What next? First you have to buy the house, and then you have to mount it.
You can buy the house from the internet or in person at a bird-centric store.
You may choose gourds or a more typical "house" shape.
If you choose gourds, you may want to go with an array of gourds that mounts on a pole.
A house can have as few as four or as many and 20-30 compartments.
Whichever type of house you choose, you are going to have to mount it.
First you need to dig a deep hole in the ground and fill it with cement into which you will secure the pole's ground socket.
Next, you attach the pole and the martin house.
This is not a trivial task, as martin houses - especially wooden ones, can be mighty heavy.
And you want to be able to lower the house do perform end-of-season clean-outs and sometimes nest checks.

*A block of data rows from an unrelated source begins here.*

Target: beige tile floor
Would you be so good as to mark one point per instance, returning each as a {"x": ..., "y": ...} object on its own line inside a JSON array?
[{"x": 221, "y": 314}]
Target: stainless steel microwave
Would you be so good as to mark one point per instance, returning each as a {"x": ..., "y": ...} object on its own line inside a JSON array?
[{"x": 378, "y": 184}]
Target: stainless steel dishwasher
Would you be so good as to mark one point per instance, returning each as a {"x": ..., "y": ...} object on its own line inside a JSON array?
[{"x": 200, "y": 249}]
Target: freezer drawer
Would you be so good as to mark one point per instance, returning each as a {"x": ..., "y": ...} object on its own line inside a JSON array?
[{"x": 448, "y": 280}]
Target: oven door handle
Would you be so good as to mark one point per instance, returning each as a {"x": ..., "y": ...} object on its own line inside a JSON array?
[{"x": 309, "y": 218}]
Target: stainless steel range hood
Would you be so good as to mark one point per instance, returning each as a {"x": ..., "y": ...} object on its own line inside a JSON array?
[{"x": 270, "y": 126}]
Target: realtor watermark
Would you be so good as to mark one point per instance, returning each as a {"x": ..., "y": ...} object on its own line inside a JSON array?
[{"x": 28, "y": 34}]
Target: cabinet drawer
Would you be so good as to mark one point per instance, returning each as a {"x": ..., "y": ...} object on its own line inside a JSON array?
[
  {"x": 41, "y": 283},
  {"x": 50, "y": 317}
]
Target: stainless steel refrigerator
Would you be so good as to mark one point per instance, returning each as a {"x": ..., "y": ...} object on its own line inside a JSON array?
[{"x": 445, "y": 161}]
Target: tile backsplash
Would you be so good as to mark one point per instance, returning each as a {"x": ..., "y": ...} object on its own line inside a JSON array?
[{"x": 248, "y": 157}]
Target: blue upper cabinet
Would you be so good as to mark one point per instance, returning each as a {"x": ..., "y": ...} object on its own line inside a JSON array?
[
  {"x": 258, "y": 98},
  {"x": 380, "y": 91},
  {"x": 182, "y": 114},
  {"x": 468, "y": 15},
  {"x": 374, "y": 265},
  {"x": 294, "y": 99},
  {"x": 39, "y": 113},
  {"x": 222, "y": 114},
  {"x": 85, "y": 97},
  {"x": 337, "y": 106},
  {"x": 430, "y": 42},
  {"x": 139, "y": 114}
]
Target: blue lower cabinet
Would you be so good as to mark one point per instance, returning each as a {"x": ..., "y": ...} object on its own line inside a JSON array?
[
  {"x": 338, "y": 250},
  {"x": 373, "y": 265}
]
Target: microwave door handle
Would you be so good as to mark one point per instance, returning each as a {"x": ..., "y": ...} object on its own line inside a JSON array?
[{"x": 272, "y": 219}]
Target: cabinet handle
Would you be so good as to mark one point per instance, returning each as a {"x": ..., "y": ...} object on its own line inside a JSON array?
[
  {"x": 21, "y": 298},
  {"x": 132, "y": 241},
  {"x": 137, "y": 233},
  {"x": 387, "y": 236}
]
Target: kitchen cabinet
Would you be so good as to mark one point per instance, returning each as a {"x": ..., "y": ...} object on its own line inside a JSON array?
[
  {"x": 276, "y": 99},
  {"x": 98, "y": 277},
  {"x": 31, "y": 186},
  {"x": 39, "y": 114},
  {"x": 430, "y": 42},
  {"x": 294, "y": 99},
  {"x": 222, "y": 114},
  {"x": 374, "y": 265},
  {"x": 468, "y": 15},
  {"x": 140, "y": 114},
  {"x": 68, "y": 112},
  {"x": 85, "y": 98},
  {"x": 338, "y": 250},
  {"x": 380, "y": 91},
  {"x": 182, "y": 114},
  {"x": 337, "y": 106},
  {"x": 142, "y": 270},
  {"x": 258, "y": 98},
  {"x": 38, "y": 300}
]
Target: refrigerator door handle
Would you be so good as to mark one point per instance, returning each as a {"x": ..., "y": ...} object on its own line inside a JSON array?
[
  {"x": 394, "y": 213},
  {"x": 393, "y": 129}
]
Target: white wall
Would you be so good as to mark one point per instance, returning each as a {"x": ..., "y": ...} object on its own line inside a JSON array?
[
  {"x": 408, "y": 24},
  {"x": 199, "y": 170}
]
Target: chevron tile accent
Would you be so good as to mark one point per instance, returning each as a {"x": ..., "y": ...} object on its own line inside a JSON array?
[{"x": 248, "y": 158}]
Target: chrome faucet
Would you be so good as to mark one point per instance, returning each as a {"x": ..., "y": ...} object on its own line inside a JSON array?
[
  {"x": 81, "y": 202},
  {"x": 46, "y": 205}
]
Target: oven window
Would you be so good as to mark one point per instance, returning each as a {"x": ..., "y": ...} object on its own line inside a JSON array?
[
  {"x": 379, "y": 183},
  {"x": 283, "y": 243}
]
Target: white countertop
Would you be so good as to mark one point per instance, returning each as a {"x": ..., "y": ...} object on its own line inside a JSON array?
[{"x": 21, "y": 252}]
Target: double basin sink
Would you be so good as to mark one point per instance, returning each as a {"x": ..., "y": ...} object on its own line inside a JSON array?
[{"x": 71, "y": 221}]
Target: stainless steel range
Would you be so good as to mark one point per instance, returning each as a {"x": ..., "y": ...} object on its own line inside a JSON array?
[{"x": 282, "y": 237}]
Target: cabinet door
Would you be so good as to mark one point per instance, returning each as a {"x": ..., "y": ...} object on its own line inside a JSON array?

Some poles are telescoping, which means that you must attach the martin house to the pole, and then extend the pole section by section to get the martin house to the top.
You also lower the martin house by lowering the pole section by section.
Other poles may come in one piece or may have sections that permanently attach together.
In these cases, you will need a way to raise and lower the house, since the pole will not telescope.
Although it is more difficult to install a martin house on top of a one-piece pole, having a way to raise and lower the house while knowing that the pole is secure is ultimately a better choice.
Houses can be raised and lowered using a rope and lanyard system or a winch system.
A rope and lanyard is essentially a 1 pulley system that lets you raise and lower the nest as slowly or as quickly as you can handle the weight.
A winch system moves the house up and down at a rate based on how quickly you turn the winch handle.
You can start out with a rope and lanyard system, and change it to a winch system later on.
In conclusion, deciding to be a purple martin landlord is easy.
Setting up the house initially is challenging.